The final analysis involved AS events that remove entire protein domains. The specific AS events that lead to the removal of the domains are not required to be located within the boundaries of the spliced-out domain. In human genes, various domains have been shown to be more often spliced-out than average [
19]. Here, we identified a number of cases in which AS events resulted in the removal of complete protein domains in all three plant species, but only one domain was found to be spliced out at a significantly elevated rate in both
Arabidopsis and maize. The top five molecular function-related GO terms of the spliced-out domains, comprising around 50% of all GO-term assignments, were the same in
Arabidopsis and rice while in maize only two of these five GO-terms comprised 45% of GO term assignments. Genes having these GO terms in
Arabidopsis have been shown to have elevated levels of AS [
36]. However, in that study only the AS levels of genes with nucleotide binding activities were found to be significantly elevated.
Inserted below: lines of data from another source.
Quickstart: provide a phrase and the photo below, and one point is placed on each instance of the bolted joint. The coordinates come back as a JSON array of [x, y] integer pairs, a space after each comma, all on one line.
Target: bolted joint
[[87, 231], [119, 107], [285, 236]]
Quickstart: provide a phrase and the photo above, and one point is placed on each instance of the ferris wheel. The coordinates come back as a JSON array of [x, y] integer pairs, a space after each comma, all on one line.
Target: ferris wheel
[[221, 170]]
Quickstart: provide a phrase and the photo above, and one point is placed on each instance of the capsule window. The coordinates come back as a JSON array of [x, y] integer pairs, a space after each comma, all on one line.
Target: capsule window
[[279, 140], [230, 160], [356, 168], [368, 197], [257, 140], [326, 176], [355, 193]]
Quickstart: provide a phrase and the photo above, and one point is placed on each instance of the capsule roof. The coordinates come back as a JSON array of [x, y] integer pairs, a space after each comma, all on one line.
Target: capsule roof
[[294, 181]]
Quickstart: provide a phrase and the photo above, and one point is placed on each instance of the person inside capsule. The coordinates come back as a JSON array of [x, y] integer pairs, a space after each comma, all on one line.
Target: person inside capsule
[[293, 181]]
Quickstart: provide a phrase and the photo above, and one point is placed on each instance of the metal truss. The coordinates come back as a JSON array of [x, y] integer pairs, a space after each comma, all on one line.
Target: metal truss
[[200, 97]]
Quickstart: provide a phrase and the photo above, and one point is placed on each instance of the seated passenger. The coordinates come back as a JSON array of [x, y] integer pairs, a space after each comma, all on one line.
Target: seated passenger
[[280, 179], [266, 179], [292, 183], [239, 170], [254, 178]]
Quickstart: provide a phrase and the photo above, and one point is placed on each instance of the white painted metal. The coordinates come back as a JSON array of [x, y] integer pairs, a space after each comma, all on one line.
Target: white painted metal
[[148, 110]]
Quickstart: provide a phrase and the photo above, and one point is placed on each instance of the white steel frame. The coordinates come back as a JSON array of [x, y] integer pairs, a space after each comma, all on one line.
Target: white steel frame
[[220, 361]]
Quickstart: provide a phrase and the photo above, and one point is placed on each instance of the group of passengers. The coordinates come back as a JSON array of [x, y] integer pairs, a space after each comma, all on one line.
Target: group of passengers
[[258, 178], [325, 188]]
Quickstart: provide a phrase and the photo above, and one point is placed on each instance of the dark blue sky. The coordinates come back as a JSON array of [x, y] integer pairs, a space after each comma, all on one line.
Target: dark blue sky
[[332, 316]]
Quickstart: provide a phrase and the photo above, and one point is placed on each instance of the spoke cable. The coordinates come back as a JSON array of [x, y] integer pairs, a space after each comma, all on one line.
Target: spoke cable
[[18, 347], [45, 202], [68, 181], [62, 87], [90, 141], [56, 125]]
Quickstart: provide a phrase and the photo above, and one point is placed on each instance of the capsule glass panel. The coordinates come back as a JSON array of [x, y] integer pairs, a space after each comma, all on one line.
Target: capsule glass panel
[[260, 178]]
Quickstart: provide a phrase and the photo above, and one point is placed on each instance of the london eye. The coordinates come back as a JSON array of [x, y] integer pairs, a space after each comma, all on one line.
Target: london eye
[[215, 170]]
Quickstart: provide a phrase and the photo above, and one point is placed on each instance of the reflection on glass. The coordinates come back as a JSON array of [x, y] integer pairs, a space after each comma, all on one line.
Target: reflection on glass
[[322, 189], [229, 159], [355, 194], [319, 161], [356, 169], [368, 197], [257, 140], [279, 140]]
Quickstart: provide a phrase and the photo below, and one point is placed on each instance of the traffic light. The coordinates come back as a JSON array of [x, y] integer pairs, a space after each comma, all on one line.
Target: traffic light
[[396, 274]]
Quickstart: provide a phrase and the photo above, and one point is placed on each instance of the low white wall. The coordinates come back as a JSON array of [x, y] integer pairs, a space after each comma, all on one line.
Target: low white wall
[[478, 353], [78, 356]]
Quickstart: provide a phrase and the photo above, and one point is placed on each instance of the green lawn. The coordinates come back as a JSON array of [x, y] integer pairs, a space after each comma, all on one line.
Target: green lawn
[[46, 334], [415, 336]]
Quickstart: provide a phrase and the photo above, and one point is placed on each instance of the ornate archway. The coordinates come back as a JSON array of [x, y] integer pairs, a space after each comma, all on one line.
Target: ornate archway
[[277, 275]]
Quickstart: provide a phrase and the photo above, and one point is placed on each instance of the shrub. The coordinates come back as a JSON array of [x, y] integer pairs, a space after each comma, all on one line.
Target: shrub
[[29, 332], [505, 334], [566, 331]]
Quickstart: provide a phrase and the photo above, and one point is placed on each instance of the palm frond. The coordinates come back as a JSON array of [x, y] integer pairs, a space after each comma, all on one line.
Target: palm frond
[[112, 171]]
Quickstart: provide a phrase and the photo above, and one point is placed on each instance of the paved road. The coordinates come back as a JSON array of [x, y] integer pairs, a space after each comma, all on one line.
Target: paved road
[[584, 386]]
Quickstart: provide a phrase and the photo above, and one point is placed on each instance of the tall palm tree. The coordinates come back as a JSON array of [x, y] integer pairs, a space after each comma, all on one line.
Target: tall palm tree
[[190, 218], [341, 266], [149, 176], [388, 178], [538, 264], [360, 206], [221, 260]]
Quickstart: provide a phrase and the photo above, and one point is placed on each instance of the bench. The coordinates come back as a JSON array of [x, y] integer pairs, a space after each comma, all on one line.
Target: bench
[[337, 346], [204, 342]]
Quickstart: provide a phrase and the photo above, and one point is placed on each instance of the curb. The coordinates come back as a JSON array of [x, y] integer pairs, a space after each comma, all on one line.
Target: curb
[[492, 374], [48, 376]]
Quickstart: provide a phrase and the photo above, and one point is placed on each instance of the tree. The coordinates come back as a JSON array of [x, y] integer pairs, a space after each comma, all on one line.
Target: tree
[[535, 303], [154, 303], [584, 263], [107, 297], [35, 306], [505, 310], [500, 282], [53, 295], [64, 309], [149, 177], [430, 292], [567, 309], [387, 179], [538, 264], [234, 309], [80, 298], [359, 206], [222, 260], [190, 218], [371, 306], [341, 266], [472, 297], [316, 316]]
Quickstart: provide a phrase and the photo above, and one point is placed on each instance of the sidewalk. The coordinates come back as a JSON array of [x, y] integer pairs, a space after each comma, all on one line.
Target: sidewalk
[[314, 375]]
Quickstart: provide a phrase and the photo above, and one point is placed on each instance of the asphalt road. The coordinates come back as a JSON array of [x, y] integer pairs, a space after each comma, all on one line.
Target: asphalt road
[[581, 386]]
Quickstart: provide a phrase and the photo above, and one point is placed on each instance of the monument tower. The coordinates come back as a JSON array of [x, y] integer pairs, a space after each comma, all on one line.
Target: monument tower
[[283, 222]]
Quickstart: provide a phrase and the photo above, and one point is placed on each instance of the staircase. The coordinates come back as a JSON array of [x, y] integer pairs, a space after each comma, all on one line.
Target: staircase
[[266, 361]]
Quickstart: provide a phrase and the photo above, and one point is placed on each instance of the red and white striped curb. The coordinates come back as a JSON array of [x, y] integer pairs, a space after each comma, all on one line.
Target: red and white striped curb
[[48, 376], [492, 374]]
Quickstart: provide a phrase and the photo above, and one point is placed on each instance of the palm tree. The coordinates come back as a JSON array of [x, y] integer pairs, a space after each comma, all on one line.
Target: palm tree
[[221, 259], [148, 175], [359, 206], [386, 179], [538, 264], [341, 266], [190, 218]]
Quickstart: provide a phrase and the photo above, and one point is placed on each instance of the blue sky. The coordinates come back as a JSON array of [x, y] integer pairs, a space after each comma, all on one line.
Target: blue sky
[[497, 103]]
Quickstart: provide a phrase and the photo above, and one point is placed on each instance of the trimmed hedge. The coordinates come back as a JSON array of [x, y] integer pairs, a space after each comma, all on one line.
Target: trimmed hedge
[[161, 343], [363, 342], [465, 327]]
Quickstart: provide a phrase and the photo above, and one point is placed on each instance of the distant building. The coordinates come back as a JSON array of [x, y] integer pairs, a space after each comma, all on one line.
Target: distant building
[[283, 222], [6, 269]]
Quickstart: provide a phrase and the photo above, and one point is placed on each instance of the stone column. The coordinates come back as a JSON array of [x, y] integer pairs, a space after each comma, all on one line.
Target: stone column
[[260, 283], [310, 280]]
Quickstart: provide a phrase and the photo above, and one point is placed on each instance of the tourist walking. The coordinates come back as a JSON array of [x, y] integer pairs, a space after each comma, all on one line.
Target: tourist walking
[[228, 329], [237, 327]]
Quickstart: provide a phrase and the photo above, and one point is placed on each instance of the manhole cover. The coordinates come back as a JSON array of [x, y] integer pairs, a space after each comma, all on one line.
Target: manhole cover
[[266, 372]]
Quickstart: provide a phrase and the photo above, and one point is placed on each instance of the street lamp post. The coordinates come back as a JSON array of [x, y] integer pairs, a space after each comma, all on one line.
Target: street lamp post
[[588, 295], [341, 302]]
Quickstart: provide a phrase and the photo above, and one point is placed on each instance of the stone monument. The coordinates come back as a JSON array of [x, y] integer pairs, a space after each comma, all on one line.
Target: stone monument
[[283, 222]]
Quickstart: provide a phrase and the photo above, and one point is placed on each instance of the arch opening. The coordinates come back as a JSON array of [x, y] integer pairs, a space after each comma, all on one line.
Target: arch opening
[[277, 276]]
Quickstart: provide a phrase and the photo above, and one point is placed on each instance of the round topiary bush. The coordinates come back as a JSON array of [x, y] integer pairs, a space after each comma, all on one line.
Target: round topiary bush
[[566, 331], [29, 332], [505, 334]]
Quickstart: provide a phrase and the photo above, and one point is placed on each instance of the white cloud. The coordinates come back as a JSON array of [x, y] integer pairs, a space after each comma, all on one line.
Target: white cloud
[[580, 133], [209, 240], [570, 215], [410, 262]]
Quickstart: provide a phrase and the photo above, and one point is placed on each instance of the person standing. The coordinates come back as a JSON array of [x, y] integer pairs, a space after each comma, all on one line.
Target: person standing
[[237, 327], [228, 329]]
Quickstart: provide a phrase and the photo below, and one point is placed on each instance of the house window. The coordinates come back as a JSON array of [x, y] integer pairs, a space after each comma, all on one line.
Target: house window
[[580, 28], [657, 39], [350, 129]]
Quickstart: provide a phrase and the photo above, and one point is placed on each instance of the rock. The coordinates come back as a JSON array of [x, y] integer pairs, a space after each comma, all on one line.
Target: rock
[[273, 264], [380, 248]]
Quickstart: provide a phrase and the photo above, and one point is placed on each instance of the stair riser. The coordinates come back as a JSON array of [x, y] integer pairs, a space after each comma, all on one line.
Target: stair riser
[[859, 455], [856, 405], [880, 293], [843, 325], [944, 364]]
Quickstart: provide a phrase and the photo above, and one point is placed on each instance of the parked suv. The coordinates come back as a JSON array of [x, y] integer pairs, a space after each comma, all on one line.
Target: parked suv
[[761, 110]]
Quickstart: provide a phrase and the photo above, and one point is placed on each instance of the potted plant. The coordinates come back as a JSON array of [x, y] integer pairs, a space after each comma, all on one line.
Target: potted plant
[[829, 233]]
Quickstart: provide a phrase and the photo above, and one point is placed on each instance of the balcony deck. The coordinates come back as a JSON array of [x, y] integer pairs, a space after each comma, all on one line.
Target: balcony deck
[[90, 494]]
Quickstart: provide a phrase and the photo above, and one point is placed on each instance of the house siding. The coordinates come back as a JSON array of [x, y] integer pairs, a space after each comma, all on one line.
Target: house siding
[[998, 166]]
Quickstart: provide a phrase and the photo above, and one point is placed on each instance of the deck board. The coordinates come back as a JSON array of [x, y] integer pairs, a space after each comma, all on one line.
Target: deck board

Interestingly, in a large fraction of the unique splicing patterns in all species, the spliced-out domain was a unit of a tandem repeat. A similar observation has been reported in a study that was conducted on data derived from the Swiss-Prot and PDB- databases [
7]. The authors suggested that AS within repeated regions of a protein is more likely to be tolerated. Their conclusion is supported by the observation that variation in repetitive regions has frequently been used in evolution for modifying the properties of proteins without invoking loss of their fold [
37]. It is also possible that the large fraction of domains that are spliced-out from tandem repeats is the consequence of the duplication events themselves as is seen for the frequent appearance of AS through tandem exon duplications [
38]. However, further research is needed to clarify the observed frequent removal of domains from a tandem repeat.